Photo/IllutrationCarlos Ghosn, left, and Greg Kelly when they were Nissan Motor Co.’s chairman and a representative director, respectively (From Nissan Motor Co. website)

A former Nissan Motor Co. executive said the company was told by outside experts that it was not necessary to disclose planned post-retirement payments to former chairman Carlos Ghosn, sources said.

Greg Kelly, 62, a former representative director, also named the offices of lawyers and accountants contacted by the secretary's office for Ghosn, 64, the sources said.

Kelly’s statement highlights the conflict between the two former Nissan executives and the Special Investigation Department of the Tokyo District Public Prosecutors Office over the legality of the post-retirement payments.

Ghosn and Kelly were arrested on Nov. 19 on suspicion of under-reporting Ghosn’s annual remuneration during a five-year period from fiscal 2010 to 2014. Writing false information on a company’s securities reports constitutes a violation of the Financial Instruments and Exchange Law.
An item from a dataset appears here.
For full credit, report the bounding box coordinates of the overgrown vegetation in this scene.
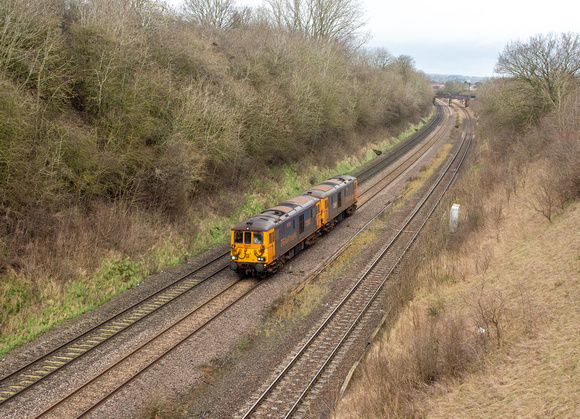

The pair are also alleged to have under-reported Ghosn's remuneration during a three-year period from fiscal 2015 to 2017, the sources said.

According to the sources, Ghosn’s annual remuneration came to about 2 billion yen ($17.7 million) during the eight years from fiscal 2010 to 2017.

However, they drew up documents that gave Ghosn an annual disclosed sum of about 1 billion yen, with the remaining 1 billion yen deferred until after Ghosn’s retirement.

By doing so, they are alleged to have concealed around 9 billion yen during those eight years and planned to pay the sum in the guise of consultant or contract fees after Ghosn's retirement.

Kelly said that Ghosn's post-retirement package bore no relation with his remuneration as a Nissan board member, the sources said.

Kelly also said that at his behest, the secretary’s office for Ghosn asked a law office and an accountant office about possible legal problems with the post-retirement payments.

He said the secretary's office confirmed that there was no obligation to disclose the payments because they did not constitute remuneration for work Ghosn had done during the period.

Kelly emphasized that the confirmation was made by Nissan.

With regard to documents the special investigation department views as strong evidence of wrongdoing, Kelly said that when he showed them to Ghosn, he repeatedly told his boss that they did not guarantee he would get the money after he retired, the sources said.